In Uncategorized on November 29, 2011 at 9:30 pm
I was reading an article on yahoo.ca last week that cited a study that reported the top three times in which people were happiest. Not surprising, sex came in as one, but the other two times were rather interesting. One of them was when they were going to the theater– like to a play or the ballet. After thinking about it for a while, I came to agree that some of my happiest memories have been at the theater. But the last on their list was when people are exercising.
Now, some of you may scoff at that concept. Maybe you see the gym as a modern form of torture that will eventually be looked back upon by future generations in a similar way to how we view gladiators. I wasn’t sure I agreed about that being a time in which I was happiest. After all, how much fun is it to have your abs screaming at you while your fitness instructor is telling you to squeeze out five more reps? However, I think that I now agree with the article I read last week.
After obtaining a two month membership at a local gym for $40, including classes, I’ve started going to the gym again. My first day back was like letting go after holding my breath for too long. It was rejuvenating. The next day I attended a fitness class, and believe me, my abs did scream. But I still loved it. And the next day I attended a Zumba class. While I am less than graceful and often screwed up the moves, it was still a lot of fun. I certainly didn’t expect to discover that I’d missed going to the gym and working out so much.

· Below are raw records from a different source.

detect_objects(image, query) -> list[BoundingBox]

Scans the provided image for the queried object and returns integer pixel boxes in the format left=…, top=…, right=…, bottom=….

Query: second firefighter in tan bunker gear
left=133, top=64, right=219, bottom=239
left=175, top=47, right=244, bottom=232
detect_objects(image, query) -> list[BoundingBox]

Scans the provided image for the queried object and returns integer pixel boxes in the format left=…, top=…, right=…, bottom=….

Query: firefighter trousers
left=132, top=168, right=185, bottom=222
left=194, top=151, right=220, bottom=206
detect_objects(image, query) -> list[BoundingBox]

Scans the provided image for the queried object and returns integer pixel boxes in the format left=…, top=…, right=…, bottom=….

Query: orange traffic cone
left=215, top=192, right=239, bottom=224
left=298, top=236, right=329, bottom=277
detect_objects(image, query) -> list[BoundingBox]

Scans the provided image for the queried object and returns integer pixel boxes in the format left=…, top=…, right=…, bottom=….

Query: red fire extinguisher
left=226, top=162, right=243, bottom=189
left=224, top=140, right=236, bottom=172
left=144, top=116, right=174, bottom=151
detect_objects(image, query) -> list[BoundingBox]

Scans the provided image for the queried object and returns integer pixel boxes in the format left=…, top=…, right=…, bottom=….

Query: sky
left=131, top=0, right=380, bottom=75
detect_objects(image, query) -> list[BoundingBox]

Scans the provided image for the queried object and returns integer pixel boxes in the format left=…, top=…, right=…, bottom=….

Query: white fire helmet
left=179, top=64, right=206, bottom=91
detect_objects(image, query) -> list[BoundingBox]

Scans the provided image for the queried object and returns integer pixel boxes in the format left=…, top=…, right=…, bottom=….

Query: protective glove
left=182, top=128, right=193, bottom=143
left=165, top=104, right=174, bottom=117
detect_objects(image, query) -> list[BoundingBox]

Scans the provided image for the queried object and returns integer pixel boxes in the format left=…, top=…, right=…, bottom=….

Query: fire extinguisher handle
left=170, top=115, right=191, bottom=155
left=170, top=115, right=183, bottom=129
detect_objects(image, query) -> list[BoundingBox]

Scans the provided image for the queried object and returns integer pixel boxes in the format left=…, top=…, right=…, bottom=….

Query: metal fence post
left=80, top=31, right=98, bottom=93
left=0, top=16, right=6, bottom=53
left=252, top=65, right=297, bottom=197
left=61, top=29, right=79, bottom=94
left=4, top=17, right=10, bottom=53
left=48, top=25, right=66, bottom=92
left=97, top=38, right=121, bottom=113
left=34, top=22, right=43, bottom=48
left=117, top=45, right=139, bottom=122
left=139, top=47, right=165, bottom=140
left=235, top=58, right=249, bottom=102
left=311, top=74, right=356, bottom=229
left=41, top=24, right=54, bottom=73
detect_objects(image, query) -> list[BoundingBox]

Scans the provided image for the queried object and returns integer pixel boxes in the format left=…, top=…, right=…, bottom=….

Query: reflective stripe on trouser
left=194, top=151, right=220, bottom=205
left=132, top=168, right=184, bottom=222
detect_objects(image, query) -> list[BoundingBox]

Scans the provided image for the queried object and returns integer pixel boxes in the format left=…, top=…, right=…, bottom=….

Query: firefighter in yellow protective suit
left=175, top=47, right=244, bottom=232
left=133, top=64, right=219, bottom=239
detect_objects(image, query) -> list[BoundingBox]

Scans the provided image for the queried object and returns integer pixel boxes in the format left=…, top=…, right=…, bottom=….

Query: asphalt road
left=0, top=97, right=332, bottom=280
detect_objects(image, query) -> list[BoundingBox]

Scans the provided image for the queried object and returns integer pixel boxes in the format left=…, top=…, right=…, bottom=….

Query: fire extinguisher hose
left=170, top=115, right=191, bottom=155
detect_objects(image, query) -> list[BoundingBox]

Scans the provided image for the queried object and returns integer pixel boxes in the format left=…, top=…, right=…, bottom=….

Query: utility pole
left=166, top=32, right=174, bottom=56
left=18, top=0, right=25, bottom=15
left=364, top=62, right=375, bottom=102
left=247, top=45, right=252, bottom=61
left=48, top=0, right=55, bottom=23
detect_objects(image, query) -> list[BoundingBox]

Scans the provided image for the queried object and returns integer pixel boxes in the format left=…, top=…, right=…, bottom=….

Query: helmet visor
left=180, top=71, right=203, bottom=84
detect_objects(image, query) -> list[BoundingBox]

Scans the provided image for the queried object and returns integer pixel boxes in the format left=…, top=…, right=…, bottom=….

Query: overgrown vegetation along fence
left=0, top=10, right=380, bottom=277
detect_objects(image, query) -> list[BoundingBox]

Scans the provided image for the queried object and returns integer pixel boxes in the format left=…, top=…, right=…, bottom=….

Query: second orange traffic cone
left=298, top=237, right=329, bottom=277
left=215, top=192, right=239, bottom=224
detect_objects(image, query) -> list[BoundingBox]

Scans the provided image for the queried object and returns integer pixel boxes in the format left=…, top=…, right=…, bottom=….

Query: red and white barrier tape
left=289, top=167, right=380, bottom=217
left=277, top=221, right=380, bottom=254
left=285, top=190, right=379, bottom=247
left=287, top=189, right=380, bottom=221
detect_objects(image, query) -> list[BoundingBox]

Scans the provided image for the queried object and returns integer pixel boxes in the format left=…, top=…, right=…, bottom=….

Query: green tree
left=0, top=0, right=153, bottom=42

I have a theory as to why people are happiest at the gym. It’s because they are actively engaging in their goals towards self improvement. Anytime you put a plan into action and begin to see results, it’s a fabulous feeling. And the endorphins that exercise gives you doesn’t hurt either.
Regardless of whether my above theory holds any water, I’m back at it and it feels great. Maybe I’m a slight bit of a masochist, or maybe the article was right, and the gym really is a happy place.
In Uncategorized on November 26, 2011 at 1:26 pm
He’s shorter than I am. I can’t help it. It’s the first thing I notice in men who are in my relative age range. He’s not much shorter, maybe an inch or two. He’s got olive tone Mediterranean skin, with short cropped, dark brown, nearly black hair. His eyes match his hair– that deep brown. And he, like so many other people from the Mediterranean, needs to shave on a regular basis to keep from looking like a biblical nomad. Thankfully he doesn’t dress in shepherd’s robes.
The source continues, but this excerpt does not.